Our findings indicated that TR fluid has a potential as a new embolic material with different characteristics from existing liquid embolic materials. When using absolute ethanol or other radiolucent materials, the real-time state of embolization cannot be observed during procedure. This is associated with the risk of non-target vessel embolization. In contrast, TR fluid has good visibility, can be monitored under fluoroscopy, and was safely injected. Catheter occlusion, catheter adhesion to vessel walls, and the resulting vessel or catheter rupture have been reported as complications of NBCA [15,16,17], which is classified as the same liquid embolic material as TR fluid. NBCA must be injected quickly because these complications are due to its premature polymerization. Furthermore, NBCA carries a high risk of non-target embolization [17,18,19]. Training and considerable experience in the effective use of NBCA are required to avoid these complications [15, 20]. In contrast, TR fluid is easy to administer, because it can be delivered without haste and does not block the catheter. In fact, TR fluid did not occlude the microcatheter. Nakai et al. reported that NBCA-lipiodol-ethanol (NLE) has multiple advantages for embolization over NBCA, such as fewer adhesive properties to the catheter and less damage features to the vascular wall [21,22,23,24]. TR fluid and NLE appear to have similar advantages for embolization, although they have different embolic mechanisms.
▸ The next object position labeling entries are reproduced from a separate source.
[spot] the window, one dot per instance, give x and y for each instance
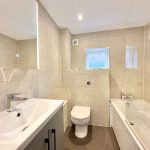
(97, 58)
(131, 57)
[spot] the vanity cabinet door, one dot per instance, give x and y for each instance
(51, 136)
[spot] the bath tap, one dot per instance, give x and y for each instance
(10, 101)
(127, 97)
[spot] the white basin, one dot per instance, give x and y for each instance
(24, 123)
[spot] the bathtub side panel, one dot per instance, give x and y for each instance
(124, 138)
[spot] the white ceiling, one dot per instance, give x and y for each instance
(18, 18)
(98, 15)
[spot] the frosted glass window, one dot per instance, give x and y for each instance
(131, 57)
(97, 58)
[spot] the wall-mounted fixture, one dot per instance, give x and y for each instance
(75, 42)
(80, 17)
(131, 57)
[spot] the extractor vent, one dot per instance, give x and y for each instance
(75, 42)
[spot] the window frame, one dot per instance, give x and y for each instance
(105, 50)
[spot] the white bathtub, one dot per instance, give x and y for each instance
(131, 137)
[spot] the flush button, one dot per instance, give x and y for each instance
(88, 83)
(18, 114)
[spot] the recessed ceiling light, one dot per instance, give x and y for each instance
(80, 17)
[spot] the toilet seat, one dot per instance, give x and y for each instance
(80, 116)
(80, 112)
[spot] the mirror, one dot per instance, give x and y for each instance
(18, 34)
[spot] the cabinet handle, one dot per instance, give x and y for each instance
(53, 131)
(47, 140)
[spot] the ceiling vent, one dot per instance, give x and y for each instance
(75, 42)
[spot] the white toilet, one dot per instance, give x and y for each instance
(80, 116)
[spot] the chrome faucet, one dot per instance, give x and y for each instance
(128, 97)
(10, 101)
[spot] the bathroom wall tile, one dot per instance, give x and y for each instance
(8, 50)
(147, 64)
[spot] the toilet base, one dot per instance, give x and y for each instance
(81, 131)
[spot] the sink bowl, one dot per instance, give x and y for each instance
(13, 124)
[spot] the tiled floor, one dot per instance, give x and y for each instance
(99, 138)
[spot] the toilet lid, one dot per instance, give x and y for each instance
(80, 112)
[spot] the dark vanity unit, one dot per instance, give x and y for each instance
(51, 136)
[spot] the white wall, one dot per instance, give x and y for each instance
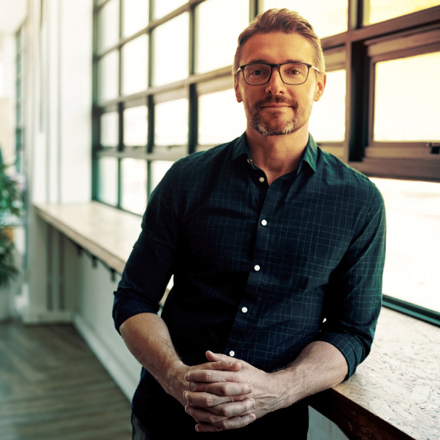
(62, 284)
(58, 63)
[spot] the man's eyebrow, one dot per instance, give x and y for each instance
(265, 61)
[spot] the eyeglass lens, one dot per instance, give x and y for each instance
(291, 73)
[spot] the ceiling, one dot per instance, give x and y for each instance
(12, 15)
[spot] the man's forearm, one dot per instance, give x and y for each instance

For treating acute arterial bleeding in a coagulopathic state, NBCA, which does not depend on biogenic coagulants, is more useful than other embolic materials, including GS particles and metallic coils [15, 25,26,27,28]. Several studies have reported that NBCA was a good embolic material with a high hemostasis rate even in patients with coagulopathy [29,30,31,32,33]. The pathological findings of the current study indicated that the action of TR fluid did not depend on biogenic coagulants, that is, PE particles filled the blood vessels without the aid of thrombi. Therefore, like NBCA, TR fluid should be suitable for patients with coagulopathy. Further examination of TR fluid is warranted to determine its clinical indications, including traumatic bleeding and massive gastrointestinal bleeding.
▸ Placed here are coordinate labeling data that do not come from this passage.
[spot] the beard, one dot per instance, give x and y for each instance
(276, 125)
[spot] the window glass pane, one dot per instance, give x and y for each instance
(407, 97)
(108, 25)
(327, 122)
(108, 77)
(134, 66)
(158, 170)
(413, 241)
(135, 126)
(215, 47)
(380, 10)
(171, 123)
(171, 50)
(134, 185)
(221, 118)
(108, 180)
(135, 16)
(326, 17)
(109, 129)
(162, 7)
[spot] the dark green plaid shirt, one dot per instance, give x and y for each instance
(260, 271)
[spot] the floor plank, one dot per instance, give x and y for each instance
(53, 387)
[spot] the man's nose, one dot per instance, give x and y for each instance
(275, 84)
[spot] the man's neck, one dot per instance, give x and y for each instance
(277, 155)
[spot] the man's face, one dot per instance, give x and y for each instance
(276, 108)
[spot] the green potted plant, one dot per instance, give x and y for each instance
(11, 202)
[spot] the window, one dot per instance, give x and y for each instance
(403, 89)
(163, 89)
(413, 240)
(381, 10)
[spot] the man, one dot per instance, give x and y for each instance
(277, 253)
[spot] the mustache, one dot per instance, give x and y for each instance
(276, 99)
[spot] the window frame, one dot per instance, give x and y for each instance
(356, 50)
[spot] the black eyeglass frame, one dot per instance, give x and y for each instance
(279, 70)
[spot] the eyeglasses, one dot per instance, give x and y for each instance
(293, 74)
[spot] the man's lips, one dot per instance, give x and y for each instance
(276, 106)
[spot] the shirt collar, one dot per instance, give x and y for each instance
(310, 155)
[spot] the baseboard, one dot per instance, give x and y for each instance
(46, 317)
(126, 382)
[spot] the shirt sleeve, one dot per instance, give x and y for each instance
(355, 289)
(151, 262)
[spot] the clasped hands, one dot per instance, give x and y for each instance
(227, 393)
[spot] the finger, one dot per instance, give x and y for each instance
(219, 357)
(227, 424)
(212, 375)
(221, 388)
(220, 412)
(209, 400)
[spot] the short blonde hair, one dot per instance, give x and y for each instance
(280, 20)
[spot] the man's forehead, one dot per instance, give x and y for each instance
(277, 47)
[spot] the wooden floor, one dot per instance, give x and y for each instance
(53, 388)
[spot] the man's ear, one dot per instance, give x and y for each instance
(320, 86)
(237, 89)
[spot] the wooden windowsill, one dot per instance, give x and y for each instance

Our study has several limitations. The first is its small sample size, which may explain why the persistency of the embolic effect could not be determined in subgroup 1-a. Furthermore, inter-individual variation as well as the progression of renal blood vessels atrophy could cause higher embolization rate observed on day 28 than on day 7. However, the use of the minimum necessary animals is recommended for ethical reasons. The second is the short follow-up period. Further investigations should examine longer term embolic effect. The inflexibility of TR fluid is also a limitation. The embolic effect of NBCA can be changed immediately before use by adjusting the mixing ratio with lipiodol, while TR fluid must be already adjusted according to the subject’s body temperature. Finally, our results merely demonstrated that TR fluid embolized the rabbit renal artery: TR fluid was not compared to existing liquid embolic materials such as NBCA and absolute ethanol. Thus, we plan to conduct a comparative study between TR fluid and other embolic materials.

In conclusion, the embolic effect of TRF-1 was more persistent than that of TRF-2, and the persistency depended on the type and ratio of TR fluid constituents.